Federal Reserve's Policy Meeting in 2012

Federal Reserve's first Federal Open Market Committee (FOMC) meeting for 2012 was held January 24-25, 2012. On January 25, 2012, Fed issued the first of the four annual directions on the key Federal Funds rate. There are two components of the interest rate-related report:

* The first component illustrates how high each of 17 committee members think the rate will go up at the end of 2012, 2013 and 2014.

* The second component highlights how many members think the first rate hike will occur in each year from 2012 through 2016.

At the conclusion of the first FOMC meet (January 24-25, 2012), the direction on interest rate showed that the first rate hike might not even come before 2014.

FOMC Meeting in June 2012 (June 19-20, 2012)

Fed policymakers during the Open Market Committee meeting decided to extend the $400 billion "Operation Twist", first announced in September 2011 and scheduled to expire in June 2012, through the end of the year by selling $267 billion in shorter-term securities (both Treasury securities and mortgage-backed securities) and replacing them by purchasing equivalent longer-term bonds that would mature in six to 30 years and new mortgage-backed securities.

FOMC Meeting in July-August 2012 (July 31-August 1, 2012)
Fed policymakers adopted a stay-put approach during two-day open market committee meeting. At the end, Fed said that it would "closely monitor incoming information" and would "provide additional accommodation as needed" to stimulate the economy and job creation.

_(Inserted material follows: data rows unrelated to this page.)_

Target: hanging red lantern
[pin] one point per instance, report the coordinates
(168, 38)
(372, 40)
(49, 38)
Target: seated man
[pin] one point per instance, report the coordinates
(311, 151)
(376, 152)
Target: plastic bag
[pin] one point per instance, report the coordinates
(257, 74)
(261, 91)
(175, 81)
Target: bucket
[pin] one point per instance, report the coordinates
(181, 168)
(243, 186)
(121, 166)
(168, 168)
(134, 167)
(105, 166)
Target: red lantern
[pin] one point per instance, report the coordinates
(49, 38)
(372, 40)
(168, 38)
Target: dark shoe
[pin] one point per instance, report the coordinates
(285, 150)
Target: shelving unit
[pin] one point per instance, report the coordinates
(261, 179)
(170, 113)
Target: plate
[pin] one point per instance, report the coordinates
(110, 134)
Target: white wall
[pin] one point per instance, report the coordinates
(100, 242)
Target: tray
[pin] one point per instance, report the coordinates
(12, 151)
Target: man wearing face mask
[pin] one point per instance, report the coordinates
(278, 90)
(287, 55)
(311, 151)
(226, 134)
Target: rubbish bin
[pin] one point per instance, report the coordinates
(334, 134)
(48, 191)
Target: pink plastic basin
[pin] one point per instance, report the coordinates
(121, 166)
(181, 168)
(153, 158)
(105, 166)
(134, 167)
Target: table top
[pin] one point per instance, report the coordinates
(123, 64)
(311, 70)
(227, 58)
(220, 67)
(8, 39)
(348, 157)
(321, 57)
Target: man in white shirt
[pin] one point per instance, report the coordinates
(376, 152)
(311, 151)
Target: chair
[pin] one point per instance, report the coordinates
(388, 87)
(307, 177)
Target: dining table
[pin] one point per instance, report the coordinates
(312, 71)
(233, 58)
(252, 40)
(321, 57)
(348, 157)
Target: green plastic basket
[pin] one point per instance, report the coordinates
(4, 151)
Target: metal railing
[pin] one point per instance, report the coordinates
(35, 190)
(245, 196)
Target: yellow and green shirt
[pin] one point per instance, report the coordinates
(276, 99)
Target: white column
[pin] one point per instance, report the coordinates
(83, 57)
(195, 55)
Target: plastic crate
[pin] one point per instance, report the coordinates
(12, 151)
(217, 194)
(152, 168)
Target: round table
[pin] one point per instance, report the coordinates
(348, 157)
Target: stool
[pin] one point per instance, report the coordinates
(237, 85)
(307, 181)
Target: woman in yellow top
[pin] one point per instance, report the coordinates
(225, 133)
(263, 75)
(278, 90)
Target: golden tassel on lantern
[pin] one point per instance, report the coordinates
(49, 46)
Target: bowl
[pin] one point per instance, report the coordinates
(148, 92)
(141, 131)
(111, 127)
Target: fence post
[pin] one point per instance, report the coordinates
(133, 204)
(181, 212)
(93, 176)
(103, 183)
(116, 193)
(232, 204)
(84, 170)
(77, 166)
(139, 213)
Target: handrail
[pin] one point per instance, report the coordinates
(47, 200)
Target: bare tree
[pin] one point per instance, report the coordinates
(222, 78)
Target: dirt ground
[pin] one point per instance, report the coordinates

FOMC Meeting in September 2012 (September 12-13, 2012): Quantitative Easing III
Federal Reserve shifted its stand on monetary policy with an open-ended campaign of purchase of mortgage bonds, starting with $23 billion buying in September 2012. The September 2012 figure of $23 billion translates into $40 billion monthly bond purchase, and Fed announced that it would continue to do so until the labor market improved "substantially". Each month, it would set a new target for bond buying, implying that $40 billion monthly figure was not a pre-fixed target. Fed, mandated with crafting monetary policy to ensure price stability and near-full employment, also announced that it would maintain Federal Funds Rate to near zero through middle of 2015. Eleven members of FOMC voted for QEIII, while the lone dissenter was Richmond Fed President Jeffrey Lacker.

FOMC Meeting in October 2012 (October 23-24, 2012)
The Fed policymakers during its two-day (October 23-24, 2012) Federal Open Market Committee meeting held its position steady. It is on track of buying $40 billion monthly bond-buying that had been launched after the last Fed policymaking meeting September 12-13. Fed is also continuing another long-term bond-buying program started in 2011 and slated to end December 2012. However, Fed may extend that $45 billion bond-buying program beyond December 2012 if the situation warrants such action.

FOMC Meeting in December 2012 (December 11-12, 2012)
Federal Reserve policymakers left a key interest rate, Federal Funds Rate, untouched at the near zero percent level, the same level it has been since December 2008, during the last open market committee meeting of the year. Also, Fed clarified its controversial bond buying campaign by setting a threshold that it would continue doing so until the jobless rate fell below 6.5 percent. Fed also reiterated that it would continue with monthly purchase of $45 billion in long-term treasury securities and $40 billion in mortgage-backed bonds. Now, Fed has more than $2.8 triillion in long-term bonds in its balance sheet.